By Kevin Pinkerton
Most metal working machines require oil to be forced through channels for oiling the ways and other parts of the machine. On many of the older-model machines these channels will be fitted with standard grease fittings, but you should not use grease on them. A special type of oilier must be used, one that can generate higher pressures than a standard pump-type oilier. It must also be equipped to pump oil through a grease fitting. I was able to build a high-pressure oilier by modifying a lever action grease gun with only a minimal effort and additional parts. The total cost was about $10. The oil gun works very well and does not leak.
First you will need to buy a good, low-priced lever action grease gun that used 14 ounce cartridges. I bought a PLEWS model 30-445 at an automotive discount supply store for under $10. The oil gun does not need the optional air bleed screw in the head assembly (something that usually costs extra). Look inside the tube before you buy the grease gun and check out the plunger. The oil gun described here requires a good large rubber plunger to help seal the hole the plunger rod goes through in the end of the gun (See Figure 1). I would also recommend a grease gun that comes with a rubber washer where the body tube screws into the head assembly.
Next, unscrew the end cap from the end of the tube body. Use a hack saw and cut the plunger rod in half to remove it from the grease gun. The rubber disk should slide easily off the rod.
The next step is to attach the rubber disk to this end cap with a bolt, lock washer, washer and nut to seal the hole in the end cap. This may take a little ingenuity on your part, depending on the shape and make-up of the rubber disk in your grease gun. The grease gun I bought had a large metal washer on one side of the rubber disk and some sort of metal cone on the other side of the disk. I removed the metal cone and left the metal washer. If your grease gun does not have a large metal washer, you will need to furnish one. You are going to put a bolt through the rubber disk from the metal washer side and then slip the bolt through the hole in the end cap so that the bolt sticks through where the plunger used to. Use the largest bolt that will fit through both the rubber disk and the end cap hole. Slip a washer, lock washer and nut on the end of the bolt, but do not tighten it down snug yet (See Figure 2). Next, put plumber’s tape around the threads on the tube body and screw the end cap back on, getting as tight as you can with your hands. You should not need to use a pipe wrench. Once the end cap is back on the tube, tighten the nut down so that the rubber disk is compressed up inside the end cap. The compressed rubber disk should seal around the bolt and the hole in the end cap. It will also help to seal the seam between the tube body and the end cap. Do not over tighten the nut or you will destroy the rubber disk. Remember, the oil will not be under any pressure inside the tube (the piston in the head assembly generates the pressure needed to force out the oil).
To finish up the conversion, remove the delivery tube and nozzle from the end of the head assembly portion of the grease gun. Then wrap plumber’s tape around all the threads and re-assemble the delivery tube and nozzle. I replaced the metal delivery tube with a flexible tube on my oil gun. Now you are ready to fill and use.

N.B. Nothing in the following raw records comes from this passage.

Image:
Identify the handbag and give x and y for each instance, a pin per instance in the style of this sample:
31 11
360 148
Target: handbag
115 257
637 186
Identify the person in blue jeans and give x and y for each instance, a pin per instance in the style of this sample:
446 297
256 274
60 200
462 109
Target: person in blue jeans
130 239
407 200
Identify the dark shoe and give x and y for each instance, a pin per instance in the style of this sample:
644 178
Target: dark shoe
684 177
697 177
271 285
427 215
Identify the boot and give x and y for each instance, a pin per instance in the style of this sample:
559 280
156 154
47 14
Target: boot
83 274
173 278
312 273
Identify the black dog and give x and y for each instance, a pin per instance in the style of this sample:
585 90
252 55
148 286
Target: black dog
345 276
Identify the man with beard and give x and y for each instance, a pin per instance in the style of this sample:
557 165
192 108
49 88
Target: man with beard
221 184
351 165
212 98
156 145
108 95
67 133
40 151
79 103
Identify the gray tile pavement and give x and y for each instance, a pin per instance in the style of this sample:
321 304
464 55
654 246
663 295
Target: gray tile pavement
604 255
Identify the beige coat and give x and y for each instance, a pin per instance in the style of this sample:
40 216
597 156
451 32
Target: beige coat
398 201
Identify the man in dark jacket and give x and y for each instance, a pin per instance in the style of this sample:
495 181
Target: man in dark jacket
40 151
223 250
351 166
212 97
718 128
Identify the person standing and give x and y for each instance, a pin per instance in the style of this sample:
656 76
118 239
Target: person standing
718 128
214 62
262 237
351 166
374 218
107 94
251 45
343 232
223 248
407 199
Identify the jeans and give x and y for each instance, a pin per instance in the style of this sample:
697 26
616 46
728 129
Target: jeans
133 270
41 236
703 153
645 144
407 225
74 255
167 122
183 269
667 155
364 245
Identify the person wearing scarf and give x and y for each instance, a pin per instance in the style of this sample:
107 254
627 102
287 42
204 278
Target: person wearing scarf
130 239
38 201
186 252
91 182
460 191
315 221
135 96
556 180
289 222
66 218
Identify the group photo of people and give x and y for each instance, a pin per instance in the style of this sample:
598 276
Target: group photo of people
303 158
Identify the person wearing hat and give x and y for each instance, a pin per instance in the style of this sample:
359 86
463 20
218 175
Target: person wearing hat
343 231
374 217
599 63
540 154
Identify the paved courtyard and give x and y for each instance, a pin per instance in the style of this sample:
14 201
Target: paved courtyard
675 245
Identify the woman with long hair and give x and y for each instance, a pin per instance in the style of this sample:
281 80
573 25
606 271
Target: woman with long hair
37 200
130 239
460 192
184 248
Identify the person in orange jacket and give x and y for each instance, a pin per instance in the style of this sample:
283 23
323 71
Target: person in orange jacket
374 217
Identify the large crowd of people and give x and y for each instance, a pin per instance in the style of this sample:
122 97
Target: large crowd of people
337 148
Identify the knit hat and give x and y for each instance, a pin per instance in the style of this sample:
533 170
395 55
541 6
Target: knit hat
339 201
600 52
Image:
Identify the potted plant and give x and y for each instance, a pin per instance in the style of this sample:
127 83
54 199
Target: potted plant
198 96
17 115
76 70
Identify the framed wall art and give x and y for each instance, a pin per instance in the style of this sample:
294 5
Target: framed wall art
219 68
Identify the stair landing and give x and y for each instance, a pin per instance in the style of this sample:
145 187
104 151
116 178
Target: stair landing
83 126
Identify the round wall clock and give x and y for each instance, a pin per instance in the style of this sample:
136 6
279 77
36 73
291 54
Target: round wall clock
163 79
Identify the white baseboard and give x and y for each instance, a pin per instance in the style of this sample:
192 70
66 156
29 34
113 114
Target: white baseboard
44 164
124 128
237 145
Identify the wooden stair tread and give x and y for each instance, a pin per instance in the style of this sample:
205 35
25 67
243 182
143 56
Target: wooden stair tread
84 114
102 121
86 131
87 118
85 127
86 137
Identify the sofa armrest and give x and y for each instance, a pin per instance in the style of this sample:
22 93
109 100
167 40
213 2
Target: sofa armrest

Hold the tube body capped-end down and fill the tube with the appropriate oil. Screw the piston head assembly back. You will need to hold the oil gun so that the oil flows downward toward the piston assembly located in the head when you use it. I recommend storing the oil gun with the nozzle end up.
The design for this high-pressure oil gun is based on several good ideas that were offered in the rec.crafts.metalworking news group. Thanks for everyone’s input.